Della Street thought the situation over. “Just where did that bullet go, Chief?”
Mason said, “I fired the gun at the desk on an angle, hoping that the bullet would glance up into the wall.”
“Did it?”
“I think it did.”
“And just why did you fire it?” she asked.
Mason grinned. “So that the gun the police found in Stephanie Falkner’s apartment would have one discharged cartridge case in the cylinder. Then in case the police should have been looking for a gun with one discharged cartridge, they’d quit looking as soon as they found this gun I’d had Junior leave there.”
“So what do we do now?” Della Street asked.
“Right now,” Mason said, “we can’t do anything except wait.”
“That,” Della Street said, “is the most difficult thing I know of. I’m afraid my nerves are giving out. I’m going to skip down and get something for my head. I’ll be right back.”

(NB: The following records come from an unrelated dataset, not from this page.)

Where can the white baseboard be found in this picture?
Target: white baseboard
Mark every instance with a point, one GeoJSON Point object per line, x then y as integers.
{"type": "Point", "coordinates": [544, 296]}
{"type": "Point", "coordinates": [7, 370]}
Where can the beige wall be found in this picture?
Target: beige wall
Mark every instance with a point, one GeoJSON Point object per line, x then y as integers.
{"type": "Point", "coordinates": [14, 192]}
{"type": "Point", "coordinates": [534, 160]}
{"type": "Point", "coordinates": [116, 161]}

“What’s the matter?” Mason asked sharply.
She averted her eyes. “I didn’t sleep much last night. I kept thinking about Stephanie Falkner and Garvin, Jr. I don’t know why—I guess I’m just getting …”
Mason said, “You’re overworked, Della. You’re putting in altogether too much time at the office and taking too many responsibilities. You can’t keep on supervising the work that goes out of here, handling mail, apportioning work to the stenographers, and checking the work they do, running the office, and at the same time trying to keep up with me on these cases.”